LE PRESIDENT RWANDAIS PLUS QUE JAMAIS ISOLE.
UN PROCES QUI CAMOUFLE UN COUP D'ETAT LATENT ?
SOS RWANDA-BURUNDI
Christiaan DE BEULE
Martine SYOEN
Buzet, le 27 avril 2002
L'on assiste actuellement à l'isolement total de l'homme fort de Kigali. Paul Kagame est manifestement boudé par d'autres présidents africains, y compris son parrain Kaguta Museveni, chef de l'Etat Ugandais. Beaucoup de ses amis étrangers sont énervés par son intransigeance et son manque de vision pour la société rwandaise. Plusieurs de ses anciens compagnons du temps du maquis le quittent et beaucoup empruntent le chemin de l'exil.
Ceux qui n'osent pas encore, imaginent-ils d'autres solutions ? Conscients du danger que Kagame représente pour la société rwandaise et les peuples des Grands Lacs, ils veulent peut-être étaler au grand jour son incompétence.
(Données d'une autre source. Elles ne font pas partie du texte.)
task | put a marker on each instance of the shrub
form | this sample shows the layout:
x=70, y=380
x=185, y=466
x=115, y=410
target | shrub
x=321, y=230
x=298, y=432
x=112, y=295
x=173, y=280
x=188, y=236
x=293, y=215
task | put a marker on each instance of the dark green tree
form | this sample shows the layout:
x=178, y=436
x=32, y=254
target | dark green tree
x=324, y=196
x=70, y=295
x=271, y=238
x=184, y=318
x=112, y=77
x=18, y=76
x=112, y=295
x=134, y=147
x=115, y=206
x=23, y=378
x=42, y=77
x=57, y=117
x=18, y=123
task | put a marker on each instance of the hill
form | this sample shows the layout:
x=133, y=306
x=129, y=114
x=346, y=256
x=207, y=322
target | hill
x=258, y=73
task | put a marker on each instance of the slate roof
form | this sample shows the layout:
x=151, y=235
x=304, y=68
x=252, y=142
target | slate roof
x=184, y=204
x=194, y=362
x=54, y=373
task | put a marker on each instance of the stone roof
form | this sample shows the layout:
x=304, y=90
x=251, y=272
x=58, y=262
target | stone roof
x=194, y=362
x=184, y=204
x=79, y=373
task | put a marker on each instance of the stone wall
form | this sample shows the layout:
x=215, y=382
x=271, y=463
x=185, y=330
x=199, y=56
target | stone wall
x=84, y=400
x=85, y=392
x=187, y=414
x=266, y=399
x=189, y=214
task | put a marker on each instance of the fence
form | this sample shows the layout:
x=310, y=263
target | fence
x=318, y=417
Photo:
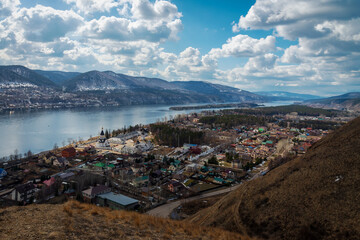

En effet, on s’étonne que certains l’aient poussé à intenter une action en justice contre le journaliste camerounais Charles Onana.
Le 08 avril 2002 à Paris, a débuté un procès qui sera sans doute qualifié d’historique. Selon l'accusation, ce procès vise essentiellement à disculper Paul Kagame dans la planification de l'attentat du 06 avril 1994 contre l'avion du président Habyalimana. Cet attentat fut l'élément déclencheur des massacres qui se poursuivent encore aujourd’hui.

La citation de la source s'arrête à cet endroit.